Currently, BitCoin, the best-known blockchain, supports only about 10 transactions per second. Meanwhile, HyperLedger (IBM’s competing solution) supports under 1,000 transactions per second. Dr. Keshav’s Canopus prototype takes a server’s location on the internet cloud into account, minimizing communication between geographically distant servers.

By keeping most communications local and fast, blockchain servers can process far more transaction records each second than a traditional consensus protocol that doesn’t take location into account. This improvement in scaling allows even mom-and-pop green generators to obtain certificates and participate in energy transactions. In long term, this work will encourage homeowners and small businesses to invest in renewable energy technologies to become green generators.

Blockchain applications have the potential to create substantial new value in the energy sector. The blockchain ledger is currently used to reduce transaction costs, pinpoint origins of energy, increase the efficiency of exchanges, and maintain more proficient records. This technology also gives consumers the opportunity of distinguishing where energy is coming from – whether it be renewables-based or traditional fossil fuel-based power generating plants.

In the past, electric grids used to measure electricity as net amounts and don’t allow consumers to pick and choose. Now, consumers are empowered to choose their preferred energy generation option and switch providers.
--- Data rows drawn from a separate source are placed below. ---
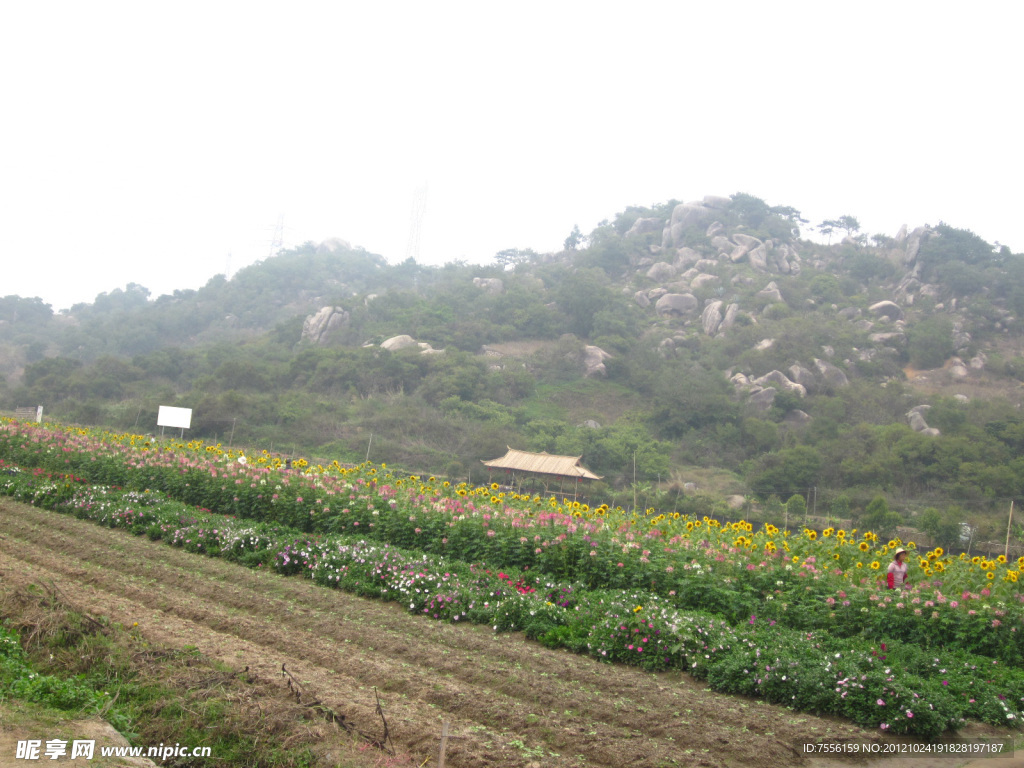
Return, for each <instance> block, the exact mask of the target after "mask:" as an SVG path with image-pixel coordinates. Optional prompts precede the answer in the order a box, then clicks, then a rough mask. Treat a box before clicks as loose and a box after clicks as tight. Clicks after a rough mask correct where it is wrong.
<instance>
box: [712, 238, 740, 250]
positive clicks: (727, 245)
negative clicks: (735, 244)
mask: <svg viewBox="0 0 1024 768" xmlns="http://www.w3.org/2000/svg"><path fill="white" fill-rule="evenodd" d="M711 245H712V248H715V249H716V250H717V251H718V252H719V253H729V252H730V251H732V249H734V248H736V246H734V245H733V244H732V241H730V240H729V239H728V238H726V237H725V236H724V234H716V236H715V237H713V238H712V239H711ZM743 253H746V251H743Z"/></svg>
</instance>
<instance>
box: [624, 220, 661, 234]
mask: <svg viewBox="0 0 1024 768" xmlns="http://www.w3.org/2000/svg"><path fill="white" fill-rule="evenodd" d="M664 228H665V221H663V220H662V219H637V220H636V221H634V222H633V226H631V227H630V230H629V231H628V232H626V237H627V238H634V237H639V236H641V234H647V233H648V232H658V231H662V229H664Z"/></svg>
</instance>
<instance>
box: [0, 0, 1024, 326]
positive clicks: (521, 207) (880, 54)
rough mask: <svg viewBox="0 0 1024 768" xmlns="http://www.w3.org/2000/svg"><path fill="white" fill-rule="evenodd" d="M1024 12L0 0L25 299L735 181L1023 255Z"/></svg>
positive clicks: (410, 241) (497, 229)
mask: <svg viewBox="0 0 1024 768" xmlns="http://www.w3.org/2000/svg"><path fill="white" fill-rule="evenodd" d="M1022 20H1024V8H1022V7H1021V6H1019V5H1018V4H1016V3H1011V2H979V3H973V4H970V5H969V4H966V3H963V2H957V3H953V2H945V1H944V0H932V2H915V1H914V0H903V1H901V2H898V3H894V2H891V1H889V0H887V1H886V2H873V1H872V0H864V1H862V2H858V3H823V2H795V1H787V0H777V1H776V2H770V3H766V2H763V1H759V2H743V1H740V0H735V1H733V2H729V1H728V0H723V1H722V2H714V3H712V2H706V3H697V2H684V1H683V0H675V1H673V2H664V1H658V2H654V1H648V2H644V1H643V0H635V1H634V2H631V3H623V2H614V3H611V2H602V0H589V1H588V2H577V1H575V0H563V1H562V2H552V1H551V0H547V1H546V2H532V1H531V0H518V1H517V2H515V3H508V2H505V3H500V2H489V3H488V2H479V1H478V0H477V1H476V2H445V1H444V0H437V2H432V3H424V2H374V3H370V2H345V1H342V0H333V1H332V2H302V1H301V0H290V2H287V3H286V2H258V1H257V2H253V0H247V1H246V2H234V1H233V0H230V1H227V0H225V1H223V2H217V0H204V2H191V1H190V0H181V1H176V2H173V3H170V2H137V0H132V2H104V1H103V0H91V1H90V2H88V3H83V2H79V1H78V0H75V2H68V1H67V0H52V1H50V2H47V1H46V0H40V2H7V3H2V4H0V73H2V74H0V126H2V129H0V296H4V295H10V294H16V295H19V296H24V297H35V296H38V297H41V298H42V299H43V300H44V301H45V302H46V303H49V304H51V306H52V307H53V308H54V310H58V309H61V308H67V307H70V306H71V305H73V304H75V303H78V302H91V301H92V300H93V299H94V298H95V297H96V296H97V295H98V294H100V293H104V292H110V291H113V290H115V289H118V288H124V287H125V286H126V285H127V284H129V283H136V284H139V285H142V286H144V287H146V288H147V289H150V291H151V292H152V296H153V298H156V297H157V296H159V295H161V294H165V293H172V292H173V291H174V290H177V289H194V288H199V287H200V286H202V285H204V284H205V283H206V282H207V281H208V280H209V279H210V278H211V276H213V275H214V274H217V273H226V274H228V275H230V274H232V273H234V272H236V271H238V269H240V268H242V267H244V266H246V265H248V264H252V263H254V262H256V261H258V260H260V259H265V258H267V257H269V256H270V255H271V253H272V244H273V242H274V239H275V236H276V233H278V231H279V222H282V221H283V224H284V225H283V228H281V230H280V231H281V236H282V240H283V244H284V246H285V247H294V246H296V245H300V244H302V243H305V242H309V241H312V242H321V241H323V240H326V239H328V238H340V239H342V240H345V241H347V242H349V243H350V244H352V245H353V246H361V247H362V248H365V249H366V250H368V251H371V252H373V253H378V254H381V255H382V256H384V257H385V258H387V259H388V261H390V262H391V263H397V262H399V261H402V260H403V259H404V258H406V257H407V255H408V254H409V253H411V252H413V253H415V254H416V258H417V260H418V261H419V262H421V263H425V264H442V263H445V262H449V261H453V260H465V261H468V262H471V263H486V262H488V261H490V260H492V259H493V257H494V255H495V254H496V253H497V252H498V251H501V250H504V249H508V248H523V249H524V248H531V249H534V250H536V251H539V252H546V251H555V250H560V248H561V246H562V243H563V242H564V240H565V238H566V237H567V236H568V233H569V231H570V230H571V229H572V227H573V225H579V226H580V228H581V229H582V230H583V232H584V233H586V232H589V231H590V230H591V229H593V228H594V227H595V226H596V225H597V224H598V222H600V221H601V220H603V219H612V218H613V217H614V215H615V214H616V213H618V212H620V211H623V210H624V209H626V208H627V207H629V206H634V205H641V206H646V205H653V204H657V203H663V202H666V201H669V200H673V199H675V200H680V201H693V200H699V199H700V198H702V197H705V196H706V195H718V196H728V195H731V194H734V193H739V191H742V193H746V194H751V195H755V196H757V197H759V198H762V199H763V200H765V201H766V202H767V203H768V204H769V205H785V206H793V207H795V208H797V209H798V210H800V211H802V212H803V215H804V217H805V218H807V219H809V220H810V222H811V223H812V224H814V223H818V222H820V221H822V220H824V219H826V218H837V217H839V216H842V215H852V216H855V217H856V218H857V219H858V220H859V221H860V223H861V226H862V229H863V231H865V232H868V233H885V234H890V236H892V234H895V233H896V231H897V230H898V229H899V227H900V226H901V225H902V224H904V223H906V224H907V225H908V226H910V227H911V228H912V227H914V226H916V225H920V224H925V223H930V224H937V223H939V221H944V222H945V223H947V224H950V225H952V226H956V227H961V228H966V229H971V230H973V231H975V232H976V233H977V234H979V236H981V237H982V238H984V239H985V240H987V241H989V242H990V243H994V242H998V243H999V244H1002V245H1007V246H1009V247H1010V248H1011V249H1012V250H1013V251H1014V252H1015V253H1017V252H1024V216H1022V215H1021V209H1022V203H1024V195H1022V194H1021V191H1020V188H1021V178H1022V177H1024V160H1022V158H1024V150H1022V143H1021V136H1022V131H1021V125H1022V120H1021V118H1022V113H1024V101H1022V99H1021V81H1022V77H1021V75H1022V73H1024V67H1022V63H1021V59H1020V54H1019V51H1018V47H1017V45H1018V39H1017V38H1018V30H1019V29H1020V26H1021V22H1022ZM417 209H421V210H422V215H421V217H420V218H419V219H418V220H419V227H418V229H419V238H418V241H417V242H418V248H417V247H412V243H413V242H414V239H412V238H411V232H412V231H413V226H412V224H413V221H414V219H415V217H414V215H413V212H414V211H415V210H417ZM807 233H808V234H811V236H812V237H813V236H814V233H813V232H807Z"/></svg>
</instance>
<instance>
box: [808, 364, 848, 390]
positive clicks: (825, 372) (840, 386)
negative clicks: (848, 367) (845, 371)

The new and emerging technologies in play here can help to overcome a process which is currently full of both technical and financial constraints.

One key goal at work inside WISE is this: to enable to Ontario’s electricity consumers to become 100% green. If Canopus, and related blockchain technologies fulfill their primes, it may well help to accelerate the transition to greener and cleaner systems.

About the Author

Gordon Feller | Europe Insights Editor

Gordon Feller has spent the past 40 years working to create a sustainable energy future. Among his many roles, he served as an Obama appointee on a select U.S. Federal Commission, established by the U.S. Congress to focus on recommending actions to address the future of utilities, the grid, EVs and storage.